I flirted with jogging for several years when I was in my twenties but was never consistent about it. Even though I wanted to be faithful, something always got in the way. I started jogging seriously in 1974 when we moved from Dallas, Texas, to Chatsworth, California, the Los Angeles area where I had taken the position of Executive Vice President of an international missions organization. I learned to love to run in the late afternoon after a full day in the office.
I normally got
to the office about 7 a.m. and tried to get home around 4 or 4:30 in the
afternoon. Whether I was home, on the road, or even in a foreign country, being
outside and jogging for 30 or 40 minutes was something I looked forward to. The
exercise and fresh air helped me relax and clear my head from a day full of
meetings or just old-fashioned busyness!
Jogging
doesn’t require a lot of equipment. A good pair of running shoes, socks, shorts
and a T-shirt and I was ready. Oh, yes, there was one other piece of equipment:
my trusty $15 Timex sports watch. I loved that little watch because they had
named it Ironman and when I put that watch on, that was me; in fact, I still
have it!
At home, I
liked to run a predetermined route and I always had several paths of different
lengths that I could follow, depending on how I felt. I would warm up and start
jogging, and then choose which route I would take: the two-mile route, the
three-mile, etc.
As I was
finishing my run, a strange discussion would take place in my head. Up ahead I
would see the invisible finish line that meant I had completely run my path. My
mind would start cajoling me with little statements like, “There’s the finish
line; you can stop running now and walk the rest of the way.” Or, “You’re
getting too old for this (I was thirty!); your heart is pounding, you’re
sweating, your legs are tired. You can quit now; you don’t have to run the last
200 or 300 yards!” Or, “There’s nobody around. Who will know if you quit now?

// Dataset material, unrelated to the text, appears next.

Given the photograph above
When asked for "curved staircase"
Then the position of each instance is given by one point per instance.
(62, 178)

What difference does it make?” Almost every day during the last few minutes,
the last half mile was always the hardest to run. I ran consistently for nearly
25 years and, true to form, my mind never gave up trying to convince me to quit
early, to slow down just before I got to the finish line.
When Paul was
writing to Timothy, his son in the gospel, in 2 Timothy 4:7, he says: “I
have fought the good fight, I have finished the race, I have kept the
faith.”
Paul knew that his life was nearly complete as he penned these
words to this young man he loved so much. I think one of the things very much
on his mind was the satisfaction that he did not quit short of the goal. He
didn’t stop running the race a half mile early because there was no one to
witness his going across the finish line, or because of the intensity of the
persecution. Paul was setting a standard for Timothy and others to follow.
I am indebted to David Wilkerson for a very brief chapter he wrote
nearly 50 years ago in a little devotional-style book entitled I’M NOT MAD AT
GOD. In a chapter entitled “The Faith of Giants,” David wrote, “Can a man still
speak the language of faith when all his leadings ‘blow up’ in his face? The
giants of faith did! Men of faith faced the most fiery trials. God has peculiar
ways of developing faith, and the deeper in God you go, the more peculiar will
be your testing. Do not think that afflictions are necessarily proof that you
are displeasing Him! Miracles are produced only amidst impossibilities. The most critical part of faith is the
last half hour.”
God wants us to finish the race well. No one said it is going to
get any easier. With the Apostle, I want to be able to say, “I have
fought a good fight, I have finished the
race, I have kept the faith.”
The hardest part of faith is the last half mile!
“For you have need of endurance, so
that when you have done the will of God you might receive what is promised” (Hebrews 10:36, ESV).